Peaches has faded to a wonderful shiny silver.
Copper has faded in an interesting mottled fashion.
The difference in fleece types is pretty wide here. We have the finer wools, like Sunny. Under her coat her fleece naturally separates into blocky, upright sections of wool. There doesn't seem to be much rhyme or reason as to how the wool separates. Some blocks are big, some are little. But if you look closely you'll see that the bigger sections have creases where they could easily separate into smaller blocks. The smaller pieces - maybe the thickness of your finger - would be considered a lock. Imagine how chaff and crap would creep down in between the locks and make the wool trashy without the benefit of a coat.
Sunny, coat off.
Sunny, also with some interesting mottling, having that fleece peeled off.

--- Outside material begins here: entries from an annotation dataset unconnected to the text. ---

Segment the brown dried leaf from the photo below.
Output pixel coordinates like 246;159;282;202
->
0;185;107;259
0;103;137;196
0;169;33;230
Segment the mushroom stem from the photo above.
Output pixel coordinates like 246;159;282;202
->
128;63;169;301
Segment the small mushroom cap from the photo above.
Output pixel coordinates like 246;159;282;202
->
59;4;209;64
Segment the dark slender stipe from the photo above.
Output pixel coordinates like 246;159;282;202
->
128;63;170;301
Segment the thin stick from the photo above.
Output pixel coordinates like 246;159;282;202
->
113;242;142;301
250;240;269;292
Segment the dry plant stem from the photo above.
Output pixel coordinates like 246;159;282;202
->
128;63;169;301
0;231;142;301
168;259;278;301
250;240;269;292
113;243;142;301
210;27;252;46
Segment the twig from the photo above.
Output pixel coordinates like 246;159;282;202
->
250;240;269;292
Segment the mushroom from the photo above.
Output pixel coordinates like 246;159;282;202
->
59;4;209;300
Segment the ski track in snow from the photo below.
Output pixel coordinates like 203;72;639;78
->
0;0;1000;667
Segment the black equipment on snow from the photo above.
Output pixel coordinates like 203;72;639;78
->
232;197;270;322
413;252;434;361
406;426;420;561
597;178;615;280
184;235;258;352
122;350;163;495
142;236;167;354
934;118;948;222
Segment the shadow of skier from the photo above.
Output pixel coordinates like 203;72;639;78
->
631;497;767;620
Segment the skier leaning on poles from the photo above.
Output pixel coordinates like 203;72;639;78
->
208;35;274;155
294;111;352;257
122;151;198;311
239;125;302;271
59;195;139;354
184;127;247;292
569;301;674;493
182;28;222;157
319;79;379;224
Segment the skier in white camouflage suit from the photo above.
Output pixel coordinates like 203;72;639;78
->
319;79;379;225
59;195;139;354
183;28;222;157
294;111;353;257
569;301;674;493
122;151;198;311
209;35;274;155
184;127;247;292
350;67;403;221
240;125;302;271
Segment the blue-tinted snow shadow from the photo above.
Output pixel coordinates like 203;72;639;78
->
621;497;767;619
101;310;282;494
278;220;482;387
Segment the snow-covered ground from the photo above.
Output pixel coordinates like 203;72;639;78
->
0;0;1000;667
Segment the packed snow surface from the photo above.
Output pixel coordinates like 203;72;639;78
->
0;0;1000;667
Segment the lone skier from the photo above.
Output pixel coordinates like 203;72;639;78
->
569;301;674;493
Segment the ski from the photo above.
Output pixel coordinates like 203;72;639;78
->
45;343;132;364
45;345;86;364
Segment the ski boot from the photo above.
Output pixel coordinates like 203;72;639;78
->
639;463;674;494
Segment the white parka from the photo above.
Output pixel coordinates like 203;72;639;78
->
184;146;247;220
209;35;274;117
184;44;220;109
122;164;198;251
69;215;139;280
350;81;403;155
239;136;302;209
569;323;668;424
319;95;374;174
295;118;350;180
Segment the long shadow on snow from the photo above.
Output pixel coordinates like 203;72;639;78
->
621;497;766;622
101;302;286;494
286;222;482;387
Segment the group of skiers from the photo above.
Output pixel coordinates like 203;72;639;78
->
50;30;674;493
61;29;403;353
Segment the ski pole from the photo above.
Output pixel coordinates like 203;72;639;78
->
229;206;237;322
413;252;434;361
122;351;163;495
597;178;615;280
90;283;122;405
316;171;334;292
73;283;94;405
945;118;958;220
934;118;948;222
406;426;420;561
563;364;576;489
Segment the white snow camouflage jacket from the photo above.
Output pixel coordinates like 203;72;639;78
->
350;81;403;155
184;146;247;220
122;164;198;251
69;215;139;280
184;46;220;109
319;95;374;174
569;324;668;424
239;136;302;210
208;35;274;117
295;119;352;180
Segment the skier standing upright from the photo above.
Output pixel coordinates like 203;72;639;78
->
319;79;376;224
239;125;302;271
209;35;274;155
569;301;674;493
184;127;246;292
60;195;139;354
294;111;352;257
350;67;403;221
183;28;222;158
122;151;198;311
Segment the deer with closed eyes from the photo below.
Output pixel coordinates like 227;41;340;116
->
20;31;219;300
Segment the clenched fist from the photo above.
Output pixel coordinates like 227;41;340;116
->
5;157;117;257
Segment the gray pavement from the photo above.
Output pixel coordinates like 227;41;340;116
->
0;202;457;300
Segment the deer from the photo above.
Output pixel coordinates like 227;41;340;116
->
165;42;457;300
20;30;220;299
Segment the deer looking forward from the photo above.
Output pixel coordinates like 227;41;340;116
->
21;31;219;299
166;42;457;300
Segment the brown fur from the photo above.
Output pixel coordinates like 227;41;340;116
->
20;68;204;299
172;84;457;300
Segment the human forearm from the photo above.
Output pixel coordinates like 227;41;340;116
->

Compare that to Alexandria the Cotswold. Cotswolds have coarse wool. I hate that term which makes it sound like the fiber feels scratchy and nasty but it really just means that each fiber is fatter in diameter than most other breeds. Cotswold wool fibers usually measure 30 to 40 microns in diameter. Fine Merino is about 18 to 20 microns. A red blood cell measures 8 microns. So saying Cotswold is 'coarse' is all relative. Anyway, her wool divides itself into very distinct locks. While a little chaff sticks in it, the lock structure is such that a good shake makes most stuff fly off. (Having good hay feeders helps too!)
Alexandria's locks - an "open" fleece, and naturally curly.